# java fern black spots



## cfox29 (Feb 23, 2014)

I have a 29 gallon fw tank. I have had plants in my tank for a couple of months now. I am dosing dry ferts for macros, flourish comprehensive for micros and glut as a carbon source. No pressurized CO2. I have a finnex planted + light that I run for 7 hours daily.

I do 50% weekly WC. My water parameters are good. Ammonia and nitrites always zero. Nitrates at 5 ppm (I just increased my nitrates dose this week to try to get up around 10 ppm. My phosphates are at 1 ppm.

My plants have done well. Growth is slow because I have mostly slow growing plants, but they have been healthy. My ferns, however, have always seemed to have these black areas/spots (pictured). I think they have been present ever since I received them (ordered online); I don't think they are any better or worse. So, is this typical for this plant or is it a sign of a nutrient deficiency or other problem?
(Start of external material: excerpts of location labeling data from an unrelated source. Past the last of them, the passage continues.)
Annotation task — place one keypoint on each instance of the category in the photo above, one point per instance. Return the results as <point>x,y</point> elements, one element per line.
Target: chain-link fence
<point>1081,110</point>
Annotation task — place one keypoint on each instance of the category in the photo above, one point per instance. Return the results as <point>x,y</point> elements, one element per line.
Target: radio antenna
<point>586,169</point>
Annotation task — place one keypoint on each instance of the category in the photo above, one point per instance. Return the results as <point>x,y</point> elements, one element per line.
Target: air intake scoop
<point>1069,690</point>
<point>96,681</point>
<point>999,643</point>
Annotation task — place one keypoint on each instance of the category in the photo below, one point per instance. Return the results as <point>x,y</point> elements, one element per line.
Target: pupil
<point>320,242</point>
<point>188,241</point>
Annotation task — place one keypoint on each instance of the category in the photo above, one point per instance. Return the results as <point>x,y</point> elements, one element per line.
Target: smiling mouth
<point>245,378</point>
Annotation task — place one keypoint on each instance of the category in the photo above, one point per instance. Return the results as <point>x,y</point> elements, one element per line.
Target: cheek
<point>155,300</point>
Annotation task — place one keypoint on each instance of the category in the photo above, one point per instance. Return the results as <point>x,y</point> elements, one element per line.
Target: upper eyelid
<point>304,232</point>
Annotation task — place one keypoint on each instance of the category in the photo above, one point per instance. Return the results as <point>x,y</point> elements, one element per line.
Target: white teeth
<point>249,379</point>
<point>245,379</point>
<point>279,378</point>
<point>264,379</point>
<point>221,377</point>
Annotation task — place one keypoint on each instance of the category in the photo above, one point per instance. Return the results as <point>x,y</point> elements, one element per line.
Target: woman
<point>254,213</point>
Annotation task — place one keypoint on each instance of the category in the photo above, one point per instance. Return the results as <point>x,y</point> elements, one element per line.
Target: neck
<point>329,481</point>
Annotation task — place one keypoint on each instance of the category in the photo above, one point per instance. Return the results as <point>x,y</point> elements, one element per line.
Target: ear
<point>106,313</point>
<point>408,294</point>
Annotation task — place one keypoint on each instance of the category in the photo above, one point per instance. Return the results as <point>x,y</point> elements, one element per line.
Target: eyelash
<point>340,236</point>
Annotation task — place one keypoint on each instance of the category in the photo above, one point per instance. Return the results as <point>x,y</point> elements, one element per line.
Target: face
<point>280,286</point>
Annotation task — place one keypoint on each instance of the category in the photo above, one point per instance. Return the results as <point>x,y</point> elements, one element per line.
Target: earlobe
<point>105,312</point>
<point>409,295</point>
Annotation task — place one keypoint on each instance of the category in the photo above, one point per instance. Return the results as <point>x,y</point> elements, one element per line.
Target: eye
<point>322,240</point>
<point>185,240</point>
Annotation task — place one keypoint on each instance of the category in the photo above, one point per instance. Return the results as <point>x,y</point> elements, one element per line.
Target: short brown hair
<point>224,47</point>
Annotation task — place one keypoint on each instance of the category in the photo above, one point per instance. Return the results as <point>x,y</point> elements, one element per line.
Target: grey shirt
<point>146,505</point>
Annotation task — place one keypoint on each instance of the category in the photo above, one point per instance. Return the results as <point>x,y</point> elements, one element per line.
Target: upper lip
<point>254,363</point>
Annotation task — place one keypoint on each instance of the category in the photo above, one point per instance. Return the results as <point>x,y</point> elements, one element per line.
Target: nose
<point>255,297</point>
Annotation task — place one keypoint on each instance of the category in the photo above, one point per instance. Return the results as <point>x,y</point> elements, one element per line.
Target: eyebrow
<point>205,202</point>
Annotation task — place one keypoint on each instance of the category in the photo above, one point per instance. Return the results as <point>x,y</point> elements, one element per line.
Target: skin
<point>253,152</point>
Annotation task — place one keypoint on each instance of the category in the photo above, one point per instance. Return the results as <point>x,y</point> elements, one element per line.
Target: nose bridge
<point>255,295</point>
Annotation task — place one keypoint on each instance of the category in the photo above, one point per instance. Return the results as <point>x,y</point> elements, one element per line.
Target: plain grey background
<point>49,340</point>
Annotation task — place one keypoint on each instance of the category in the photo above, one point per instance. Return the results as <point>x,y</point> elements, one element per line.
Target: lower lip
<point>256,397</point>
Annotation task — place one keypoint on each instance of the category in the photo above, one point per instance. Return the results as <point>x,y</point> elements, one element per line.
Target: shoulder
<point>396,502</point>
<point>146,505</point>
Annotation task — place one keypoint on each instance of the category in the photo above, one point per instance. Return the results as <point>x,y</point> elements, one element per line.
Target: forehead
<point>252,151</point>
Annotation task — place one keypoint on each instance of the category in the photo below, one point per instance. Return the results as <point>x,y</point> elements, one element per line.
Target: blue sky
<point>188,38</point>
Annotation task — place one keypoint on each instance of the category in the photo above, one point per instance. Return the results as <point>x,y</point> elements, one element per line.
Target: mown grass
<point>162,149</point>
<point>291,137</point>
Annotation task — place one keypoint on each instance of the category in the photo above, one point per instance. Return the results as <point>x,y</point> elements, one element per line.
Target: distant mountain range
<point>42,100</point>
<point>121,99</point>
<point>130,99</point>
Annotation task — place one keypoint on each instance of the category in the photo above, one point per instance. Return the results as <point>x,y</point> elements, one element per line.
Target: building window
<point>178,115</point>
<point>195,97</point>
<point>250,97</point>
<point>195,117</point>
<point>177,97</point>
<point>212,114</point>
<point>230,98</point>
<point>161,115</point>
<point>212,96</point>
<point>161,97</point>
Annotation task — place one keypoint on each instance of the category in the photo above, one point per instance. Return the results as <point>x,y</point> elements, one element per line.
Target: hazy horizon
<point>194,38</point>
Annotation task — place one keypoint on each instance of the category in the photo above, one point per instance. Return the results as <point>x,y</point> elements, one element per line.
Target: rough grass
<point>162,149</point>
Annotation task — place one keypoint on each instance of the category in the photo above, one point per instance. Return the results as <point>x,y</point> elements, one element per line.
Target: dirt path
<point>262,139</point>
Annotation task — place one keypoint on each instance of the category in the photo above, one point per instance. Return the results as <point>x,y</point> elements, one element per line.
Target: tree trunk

More recently, I have seen the tips of a few leaves start to turn a darker green. This can be seen on one of the pictures just below the filter intake (a smaller leaf tip). Anyone have any idea of what this is or means?

Thanks in advance.


----------



## thebuddha (Jul 16, 2012)

mine would always have those spots too, even when every other plant in the tank looked nice and healthy. i think its just the way the plant is (and those nasty roots) after a couple months my java fern would multiply so quickly that i could just cut off all of the ugly leaves and leave the nice all green ones


----------



## Zapins (Jan 7, 2006)

It is fairly typical for java ferns to look this way. They tend to become ratty looking with age and are generally not the best indicator plants.


----------



## cfox29 (Feb 23, 2014)

Thanks for the opinions. What about the darker green leaf tips? It is hard to see on the second picture (which is rotated for some reason) just below the filter intake. Any idea about this change or is it more of the same java fern idiosyncrasy? My primary concern is whether this could be cyanobacteria, although I have never seen this.


----------



## Zapins (Jan 7, 2006)

Java ferns grow out with clear/darker leaf tips. Later on the leaf tip fills in properly and becomes opaque. It is just another particularity of java ferns.


----------



## thebuddha (Jul 16, 2012)

ive had the same experience ^


----------



## Diana (Jan 14, 2010)

Do the dark spots enlarge, then fall out, leaving a hole in the leaf? This is common when there is low potassium levels. If you are not already dosing potassium you might try adding it.


----------



## Italionstallion888 (Jun 29, 2013)

No one thinks this is the start of BBA on the java fern?


----------



## BruceF (Aug 5, 2011)

An important point for attaching a member of the fern family is to cut off old leaves of ferns, such as Bolbitis and Microsorum, as much as possible before attaching them to driftwood. Old mature leaves do not easily adapt to a new environment and algae tend to grow on them. The tip of a young growing leaf of Microsorum is transparent. You should keep mainly these young leaves and cut off old ones. In the case of Bolbitis, you can cut off most of the large leaves. In an extreme case it is quite fine to attach only the rhizomes to driftwood. Doing so allows the ferns to develop clean new leaves that are adapted to the new aquarium environment.
http://www.aquatic-gardeners.org/Articles/driftwood/


----------



## cfox29 (Feb 23, 2014)

I am dosing potassium and I don't think the dark spots are falling off and leaving holes. 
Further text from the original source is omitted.